The act has shattered trust between the parties.
Although the suppliers are afraid of speaking out against the betrayal of the fashion brands, they are now desperate to recover the payments, and also to prevent recurrence of similar events.
But how to do that?
The solution lies in putting pressure on British government, so that it forces Peacocks and other retailers to pay their dues, one supplier opined.
Others are at a loss and feel that there is no legal remedy to this dispute.
The "open account transaction" in international trade, which refers to delivery of goods before payment is always a risky business for an exporter. This "Honour System" relies on honesty, and the globally renowned fashion brands have seemingly run out of honour lately.
In this context, can going back to the letter of credit system, which guarantees payment by banks, be the solution?
One supplier reminded that even banks will not make the payment until the retailer releases the goods from the port and accepts it.
Despite being at a loss, instead of sitting idle, apparel suppliers are looking at several other options.
The Sustainable Textile of Asian Region (Star), a network of Asian apparel exporters that includes Bangladesh, last year called upon the global brands, retailers and traders to follow responsible purchasing practices amid the Covid-19 pandemic and ensuing economic fallout.
Earlier this year, Star members have agreed to come together with a view to having a stronger voice to be able to push brands for better payment and delivery terms. The underlying tactic seems to be exposing defaulters and holding them accountable for their unethical trade practices.
In other news, BGMEA is looking forward to creating a digital platform like Amazon, eBay and Alibaba, to be able to sell clothes of local brands to the international market in a more direct fashion. The association asked for a Tk100 crore fund from the government for the project.

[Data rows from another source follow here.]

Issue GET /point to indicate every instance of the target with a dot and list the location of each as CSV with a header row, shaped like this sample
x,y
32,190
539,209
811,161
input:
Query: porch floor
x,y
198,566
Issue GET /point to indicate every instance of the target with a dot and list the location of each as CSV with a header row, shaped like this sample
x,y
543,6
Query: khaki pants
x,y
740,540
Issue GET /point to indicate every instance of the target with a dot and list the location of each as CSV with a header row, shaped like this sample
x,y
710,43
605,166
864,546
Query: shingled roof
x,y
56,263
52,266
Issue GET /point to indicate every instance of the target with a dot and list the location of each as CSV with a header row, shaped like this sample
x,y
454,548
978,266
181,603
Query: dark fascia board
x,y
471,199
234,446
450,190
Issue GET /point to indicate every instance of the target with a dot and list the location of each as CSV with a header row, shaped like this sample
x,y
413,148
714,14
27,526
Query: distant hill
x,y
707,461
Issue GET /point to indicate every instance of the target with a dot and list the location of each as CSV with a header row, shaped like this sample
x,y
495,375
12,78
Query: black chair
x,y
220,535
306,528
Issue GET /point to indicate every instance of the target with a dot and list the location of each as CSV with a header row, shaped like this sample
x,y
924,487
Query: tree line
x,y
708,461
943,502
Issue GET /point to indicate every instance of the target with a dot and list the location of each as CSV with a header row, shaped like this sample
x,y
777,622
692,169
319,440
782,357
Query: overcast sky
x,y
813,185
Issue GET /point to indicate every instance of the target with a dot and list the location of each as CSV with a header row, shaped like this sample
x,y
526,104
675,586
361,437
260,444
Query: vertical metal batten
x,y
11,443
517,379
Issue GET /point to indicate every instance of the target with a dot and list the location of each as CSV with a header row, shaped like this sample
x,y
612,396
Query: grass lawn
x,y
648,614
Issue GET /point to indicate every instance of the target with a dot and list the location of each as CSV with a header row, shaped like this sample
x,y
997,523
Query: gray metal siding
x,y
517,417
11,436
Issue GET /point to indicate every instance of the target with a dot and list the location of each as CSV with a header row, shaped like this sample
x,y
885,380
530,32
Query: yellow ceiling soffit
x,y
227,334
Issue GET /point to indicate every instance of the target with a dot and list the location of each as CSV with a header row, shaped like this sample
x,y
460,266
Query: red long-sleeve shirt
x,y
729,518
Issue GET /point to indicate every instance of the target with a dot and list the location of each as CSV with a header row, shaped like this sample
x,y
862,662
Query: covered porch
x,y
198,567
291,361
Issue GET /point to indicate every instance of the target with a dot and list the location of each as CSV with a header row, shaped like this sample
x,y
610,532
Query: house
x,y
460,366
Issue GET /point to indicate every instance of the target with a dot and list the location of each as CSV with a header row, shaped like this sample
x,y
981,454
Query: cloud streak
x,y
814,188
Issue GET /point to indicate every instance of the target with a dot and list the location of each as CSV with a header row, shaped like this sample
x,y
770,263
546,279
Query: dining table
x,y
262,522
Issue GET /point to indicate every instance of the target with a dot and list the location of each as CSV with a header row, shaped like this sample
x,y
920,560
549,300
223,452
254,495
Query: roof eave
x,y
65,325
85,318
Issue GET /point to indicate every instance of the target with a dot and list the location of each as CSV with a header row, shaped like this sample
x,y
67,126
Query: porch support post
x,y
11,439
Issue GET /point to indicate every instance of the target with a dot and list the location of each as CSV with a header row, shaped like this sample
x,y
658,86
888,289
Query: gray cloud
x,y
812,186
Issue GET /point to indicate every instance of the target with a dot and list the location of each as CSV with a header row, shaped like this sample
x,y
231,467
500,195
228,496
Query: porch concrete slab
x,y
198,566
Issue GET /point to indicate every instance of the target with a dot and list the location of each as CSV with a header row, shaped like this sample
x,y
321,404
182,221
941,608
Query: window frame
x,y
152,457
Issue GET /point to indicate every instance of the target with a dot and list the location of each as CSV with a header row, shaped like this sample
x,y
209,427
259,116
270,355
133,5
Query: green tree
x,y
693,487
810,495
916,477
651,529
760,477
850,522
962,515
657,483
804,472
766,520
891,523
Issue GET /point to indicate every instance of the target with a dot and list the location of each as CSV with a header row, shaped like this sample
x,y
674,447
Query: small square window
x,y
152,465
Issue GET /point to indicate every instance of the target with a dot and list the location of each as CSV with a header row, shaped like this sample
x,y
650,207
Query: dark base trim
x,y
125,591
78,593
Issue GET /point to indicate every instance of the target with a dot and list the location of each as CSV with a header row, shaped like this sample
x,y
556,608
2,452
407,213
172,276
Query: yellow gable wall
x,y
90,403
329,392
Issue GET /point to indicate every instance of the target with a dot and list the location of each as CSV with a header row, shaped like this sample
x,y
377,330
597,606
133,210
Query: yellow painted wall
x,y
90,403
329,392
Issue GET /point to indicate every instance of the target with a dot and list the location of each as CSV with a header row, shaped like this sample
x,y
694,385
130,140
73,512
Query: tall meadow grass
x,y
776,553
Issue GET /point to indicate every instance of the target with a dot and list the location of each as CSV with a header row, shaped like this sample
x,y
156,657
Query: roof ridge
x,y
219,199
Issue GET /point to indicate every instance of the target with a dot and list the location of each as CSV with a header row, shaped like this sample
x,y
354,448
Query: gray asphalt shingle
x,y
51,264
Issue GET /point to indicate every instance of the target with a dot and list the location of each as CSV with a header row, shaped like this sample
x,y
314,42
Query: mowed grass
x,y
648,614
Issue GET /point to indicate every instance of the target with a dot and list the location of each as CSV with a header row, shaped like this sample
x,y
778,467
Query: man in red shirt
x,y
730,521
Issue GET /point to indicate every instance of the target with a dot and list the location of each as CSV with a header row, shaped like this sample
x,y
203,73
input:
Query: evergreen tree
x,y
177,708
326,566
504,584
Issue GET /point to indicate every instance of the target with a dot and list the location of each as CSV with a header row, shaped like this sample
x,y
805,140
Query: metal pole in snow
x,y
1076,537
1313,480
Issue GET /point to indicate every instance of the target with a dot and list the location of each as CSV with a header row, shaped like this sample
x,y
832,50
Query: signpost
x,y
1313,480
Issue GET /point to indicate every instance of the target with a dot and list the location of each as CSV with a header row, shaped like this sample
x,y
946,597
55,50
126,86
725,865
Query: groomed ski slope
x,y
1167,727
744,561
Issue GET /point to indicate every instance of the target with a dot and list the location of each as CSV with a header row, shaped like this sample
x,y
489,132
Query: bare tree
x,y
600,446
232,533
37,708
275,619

Now, this strange demand for funding from the taxpayers' money may slow down the move, and one might also think that the RMG owners are not confident about the project, so they are hesitant to invest the money from their own pockets.
But the bottom line is, RMG manufacturers are searching for a way out of exploitation and betrayal from its customers, and the status quo may change in future. Business is typically not a zero-sum game; all the parties involved can be winners. But if the existing rules of the game change, there will be new winners and new losers.
The current winning parties should be worried about it, and get their heads around the complex situation and think about the consequences of shattering long-held trust between the suppliers and customers.